There are two Edgware Road stations. Getting from one to the other involves taking a train four stops and changing. Getting from one to the other by foot involves walking under a small motorway. I went to the larger of the two, tapping in with my travelcard and staggering down the steps onto the first platform that took my fancy. Direction was an irrelevance. I slumped on a bench, holding my burning hand to my chest and fumbling in my pocket for painkillers. There was a vending machine selling a bottle of volcanically pure, organically treated, beloved, chilled and pampered water for £2.50, or a cardboard pack of sugar-laced, chemically treated fruit juice for 60p. I slurped blackcurrant-flavoured stickiness through a straw and swallowed the painkillers, then kicked another vending machine until it gave me chocolate.
A train pulled up on the opposite platform. It claimed to be going to Barking, but on its arrival it just sat there, chugging and clunking and not bothering to close its doors. The few passengers sat in silence and didn’t seem surprised.
Above my bench the board announced an eastbound Circle Line train was coming, but didn’t tell me when. If London Underground isn’t telling you when the next train is due, you can usually assume it’s bad news. I slurped more fruity sugar and waited. On the far side of the track, an enterprising graffiti artist with no fear of electrocution had written:
GEEF ME MIJN HOED TERUG
My thoughts, which had been left behind when the rest of me decided to run, had finally slipped back into the hollow comfort of my brain. Now they were setting up shop, putting out their wares and asking for a health and safety assessment.
Earle had said: the Midnight Mayor.
Which was alarming enough in itself, but then he’d gone further: the Midnight Mayor is dead.
And the Aldermen thought we’d killed him.
Which, while not true, was still justification for our execution. And we had been attacked at 2.25 a.m., and they said that the Mayor had died at 2.26 a.m., and what was the use of their lying about it?
Even if the Mayor was real.
Even if the Mayor was dead?
I caught the Circle Line from Edgware Road to Baker Street; at Baker Street, changed to the Bakerloo Line for Oxford Circus; and from there took the Central Line, towards Bank and the City of London. The old city; the Golden Mile. The hunting ground of the Aldermen, and home of the Midnight Mayor.

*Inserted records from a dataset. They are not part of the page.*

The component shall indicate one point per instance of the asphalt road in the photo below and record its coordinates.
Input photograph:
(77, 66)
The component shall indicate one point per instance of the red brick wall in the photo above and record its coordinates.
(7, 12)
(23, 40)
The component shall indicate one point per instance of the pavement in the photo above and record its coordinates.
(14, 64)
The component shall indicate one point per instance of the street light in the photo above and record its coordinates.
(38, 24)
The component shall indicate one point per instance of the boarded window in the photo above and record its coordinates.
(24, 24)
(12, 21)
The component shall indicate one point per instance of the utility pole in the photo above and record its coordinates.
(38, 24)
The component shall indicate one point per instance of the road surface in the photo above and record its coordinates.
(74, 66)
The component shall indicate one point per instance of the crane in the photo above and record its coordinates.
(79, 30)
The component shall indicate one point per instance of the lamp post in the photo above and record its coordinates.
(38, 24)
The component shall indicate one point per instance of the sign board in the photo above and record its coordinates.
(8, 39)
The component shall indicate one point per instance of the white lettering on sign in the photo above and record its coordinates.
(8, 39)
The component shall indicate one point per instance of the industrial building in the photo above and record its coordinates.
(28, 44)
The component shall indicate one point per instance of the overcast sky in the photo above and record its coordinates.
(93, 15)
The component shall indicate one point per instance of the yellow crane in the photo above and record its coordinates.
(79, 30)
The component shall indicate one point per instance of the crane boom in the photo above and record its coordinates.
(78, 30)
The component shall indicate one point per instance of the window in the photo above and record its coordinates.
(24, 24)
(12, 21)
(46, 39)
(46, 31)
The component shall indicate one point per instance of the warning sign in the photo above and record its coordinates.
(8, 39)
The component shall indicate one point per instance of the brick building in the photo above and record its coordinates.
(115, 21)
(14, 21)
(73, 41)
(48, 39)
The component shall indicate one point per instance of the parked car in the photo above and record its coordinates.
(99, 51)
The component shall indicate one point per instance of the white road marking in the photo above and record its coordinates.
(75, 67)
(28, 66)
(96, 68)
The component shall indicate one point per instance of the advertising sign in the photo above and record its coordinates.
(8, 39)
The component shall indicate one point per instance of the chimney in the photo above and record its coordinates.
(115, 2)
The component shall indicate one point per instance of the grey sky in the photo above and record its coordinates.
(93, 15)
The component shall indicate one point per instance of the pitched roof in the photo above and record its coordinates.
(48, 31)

Part 1: The Midnight Mayor
In which the nature of telephones is discussed, a connection made, a curse exposed and a title transferred to an unsuspecting inheritor.
This is the story of the Mayors of London.
Once a year on a usually cold and often drizzling November morning, a heavy carriage of tasteless gold and plump velvet is wheeled out from its resting place in the Guildhall, at the heart of the Corporation of London, the oldest borough of the city. It’s dusted off, given a pair of footmen in white tights and a driver with a big hat, and sent to collect the Lord Mayor of London. In bright red robes and a ridiculous chain of office, this individual will then ride through the centre of town, swear a number of oaths, shake a lot of hands and generally celebrate and make merry for the good of the city. Ludgate Circus and Fleet Street are shut down for his procession; likewise Cheapside, London Wall and Bank are sealed off, cars out and policemen in, along with the tourists and onlookers who come to see the parade. Giant floats of distorted gaseous proportion, dancing bands and singing dancers, jugglers and hot dog vendors take to the streets and generally a fine if slightly pompous time is had by all. As the sun goes down, the Lord Mayor boards a boat on the Thames, between Blackfriars and Waterloo Bridge, and from anchored barges in the middle of the river fireworks are set off, funded by the big financial firms of the city. Champagne is drunk by dignitaries onboard, and the onlookers, as soon as the last boom has died away above the Oxo Tower, are quick to seek out the hidden pubs in the alleys between Fleet Street and Farringdon Road, or behind the National Theatre, Gabriel’s Wharf and Southwark. And so the day is partied away quite nicely thank you and, for another year, the people forget that the Lord Mayor exists.